Le bilan humain s'est encore alourdi, avec au moins 12.210 morts depuis début mars, dont 8.044 à l'hôpital, soit 412 de plus de 24 heures, et le reste notamment dans les maisons de retraite médicalisées (Ehpad).
Mais une lueur d'espoir est venue du nombre de malades en réanimation, qui a baissé pour la première fois depuis le début de l'épidémie, avec 7.066 patients, soit 82 de moins que mercredi.
Cette baisse de pression sur le système de santé permet de penser que «nous sommes en train progressivement de freiner l'épidémie», a dit le numéro 2 du ministère de la Santé, Jérôme Salomon. Mais «c'est un plateau très haut et il faut rester extrêmement prudent», a-t-il averti, appelant à «redoubler nos efforts collectifs et solidaires», notamment en matière de confinement et de gestes barrière.
Pâques confinée
Car en ce «jeudi saint», en France comme à travers le monde, les croyants se préparent à passer le weekend pascal confinés, privés de messes et de réunions pour ce temps fort de leur vie spirituelle et familiale.

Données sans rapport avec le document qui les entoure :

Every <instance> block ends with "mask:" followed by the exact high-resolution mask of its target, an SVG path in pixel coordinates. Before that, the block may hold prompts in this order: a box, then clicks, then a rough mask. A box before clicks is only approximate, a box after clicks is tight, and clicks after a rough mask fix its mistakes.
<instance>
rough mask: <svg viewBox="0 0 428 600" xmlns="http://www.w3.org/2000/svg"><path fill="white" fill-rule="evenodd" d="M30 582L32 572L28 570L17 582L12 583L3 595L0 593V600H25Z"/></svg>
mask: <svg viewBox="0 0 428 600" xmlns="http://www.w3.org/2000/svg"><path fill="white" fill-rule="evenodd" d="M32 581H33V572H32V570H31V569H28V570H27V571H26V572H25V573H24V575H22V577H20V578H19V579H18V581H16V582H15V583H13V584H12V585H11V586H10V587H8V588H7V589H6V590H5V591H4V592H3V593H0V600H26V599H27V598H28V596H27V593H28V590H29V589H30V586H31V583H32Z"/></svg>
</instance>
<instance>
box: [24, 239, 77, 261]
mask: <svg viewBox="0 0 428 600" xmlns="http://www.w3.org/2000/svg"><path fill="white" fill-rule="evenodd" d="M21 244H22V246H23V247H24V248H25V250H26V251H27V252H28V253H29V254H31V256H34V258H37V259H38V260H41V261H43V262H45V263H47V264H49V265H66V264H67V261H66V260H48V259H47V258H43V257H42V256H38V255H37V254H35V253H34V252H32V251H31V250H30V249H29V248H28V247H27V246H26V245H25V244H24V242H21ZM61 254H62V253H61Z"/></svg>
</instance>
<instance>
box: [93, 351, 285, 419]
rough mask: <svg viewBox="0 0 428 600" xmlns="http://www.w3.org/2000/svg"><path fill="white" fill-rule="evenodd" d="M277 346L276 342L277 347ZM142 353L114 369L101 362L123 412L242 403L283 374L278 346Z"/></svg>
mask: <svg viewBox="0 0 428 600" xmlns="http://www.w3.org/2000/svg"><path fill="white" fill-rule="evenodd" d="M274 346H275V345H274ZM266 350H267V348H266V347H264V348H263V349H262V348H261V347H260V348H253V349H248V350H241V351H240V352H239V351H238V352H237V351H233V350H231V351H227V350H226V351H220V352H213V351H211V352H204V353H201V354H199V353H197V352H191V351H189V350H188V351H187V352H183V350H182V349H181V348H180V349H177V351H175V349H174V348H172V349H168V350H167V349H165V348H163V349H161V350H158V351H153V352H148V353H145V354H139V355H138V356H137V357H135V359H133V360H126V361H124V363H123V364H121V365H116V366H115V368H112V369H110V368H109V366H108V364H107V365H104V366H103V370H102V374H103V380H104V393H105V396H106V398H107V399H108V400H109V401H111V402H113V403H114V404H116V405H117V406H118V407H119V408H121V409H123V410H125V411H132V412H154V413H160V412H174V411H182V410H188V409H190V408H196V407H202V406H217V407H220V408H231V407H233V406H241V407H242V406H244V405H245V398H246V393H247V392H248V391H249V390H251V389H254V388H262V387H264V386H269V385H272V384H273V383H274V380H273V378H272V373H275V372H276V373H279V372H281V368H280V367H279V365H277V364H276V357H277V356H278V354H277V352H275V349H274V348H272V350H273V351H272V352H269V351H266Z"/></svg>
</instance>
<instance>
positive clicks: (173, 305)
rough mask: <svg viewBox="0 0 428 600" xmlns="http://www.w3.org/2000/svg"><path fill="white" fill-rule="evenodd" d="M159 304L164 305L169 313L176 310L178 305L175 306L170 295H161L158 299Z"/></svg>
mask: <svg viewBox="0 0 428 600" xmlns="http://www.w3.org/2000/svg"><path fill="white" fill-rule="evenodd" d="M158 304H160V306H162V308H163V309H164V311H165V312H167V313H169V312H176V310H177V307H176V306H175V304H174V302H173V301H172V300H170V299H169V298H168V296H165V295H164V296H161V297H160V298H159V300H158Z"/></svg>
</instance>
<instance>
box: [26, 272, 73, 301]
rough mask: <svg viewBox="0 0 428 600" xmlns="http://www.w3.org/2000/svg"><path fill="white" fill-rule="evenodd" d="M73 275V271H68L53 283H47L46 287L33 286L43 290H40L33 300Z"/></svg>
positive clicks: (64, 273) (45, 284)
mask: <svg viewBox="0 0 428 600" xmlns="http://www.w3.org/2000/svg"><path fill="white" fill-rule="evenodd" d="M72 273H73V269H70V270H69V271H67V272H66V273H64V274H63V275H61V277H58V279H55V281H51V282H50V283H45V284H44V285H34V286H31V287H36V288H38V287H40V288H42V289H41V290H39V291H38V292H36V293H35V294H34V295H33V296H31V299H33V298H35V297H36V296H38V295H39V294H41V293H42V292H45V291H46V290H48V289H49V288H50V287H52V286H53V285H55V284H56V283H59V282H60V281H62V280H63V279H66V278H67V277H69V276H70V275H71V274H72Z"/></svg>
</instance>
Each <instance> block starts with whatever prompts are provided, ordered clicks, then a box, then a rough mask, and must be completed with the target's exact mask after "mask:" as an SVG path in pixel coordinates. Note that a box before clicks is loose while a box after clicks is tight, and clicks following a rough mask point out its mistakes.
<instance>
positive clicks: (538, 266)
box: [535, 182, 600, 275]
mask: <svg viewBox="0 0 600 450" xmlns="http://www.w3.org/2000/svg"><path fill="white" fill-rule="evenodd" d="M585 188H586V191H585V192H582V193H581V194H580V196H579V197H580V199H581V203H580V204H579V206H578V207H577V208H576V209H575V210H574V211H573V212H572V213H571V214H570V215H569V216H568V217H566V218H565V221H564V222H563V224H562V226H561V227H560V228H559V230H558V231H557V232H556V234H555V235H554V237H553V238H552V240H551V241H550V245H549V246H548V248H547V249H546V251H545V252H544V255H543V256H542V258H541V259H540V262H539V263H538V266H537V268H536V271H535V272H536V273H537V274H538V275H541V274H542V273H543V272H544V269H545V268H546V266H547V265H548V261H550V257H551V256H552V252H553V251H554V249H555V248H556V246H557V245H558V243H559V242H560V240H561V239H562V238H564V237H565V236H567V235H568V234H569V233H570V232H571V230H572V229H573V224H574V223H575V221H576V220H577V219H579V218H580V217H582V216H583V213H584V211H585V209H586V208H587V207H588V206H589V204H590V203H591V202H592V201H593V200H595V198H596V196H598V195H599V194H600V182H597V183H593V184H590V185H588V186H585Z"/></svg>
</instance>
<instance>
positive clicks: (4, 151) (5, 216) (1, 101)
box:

Vacances de printemps et beau temps obligent, après Paris et cinq autres départements franciliens, c'est en Alsace, région très touchée, que toute activité sportive individuelle sera interdite en journée à partir du weekend. Une mesure similaire a également été prise à Saint-Etienne.
Et pas question de s'offrir une escapade sur la Côte bleue ou dans les Alpilles: dans les Bouches-du-Rhône, où les vacances débutent également ce week-end, les contrôles du confinement seront renforcés sur le littoral, sur l'autoroute et dans les massifs. Et en Ardèche, les sorties à plusieurs sont interdites.
Dans le cadre d'un contrôle du confinement, un trentenaire est mort mercredi soir à Béziers (Hérault), où un couvre-feu est en vigueur, après une interpellation «difficile» par la police municipale, selon le parquet. Une enquête pour homicide involontaire est en cours.
Troisième CHU de France, les hôpitaux de Marseille craignent un relâchement des comportements à l'approche du long weekend. «Si le confinement n'est pas respecté, tout le gain qu'on a eu risque de se perdre!», a alerté l'un de leurs dirigeants, le Pr Dominique Rossi.
En Ile-de-France, afin de soulager un système hospitalier toujours en très forte tension avec plus de 2.600 personnes en réanimation, deux nouvelles évacuations de malades par TGV auront lieu vendredi vers l'Aquitaine.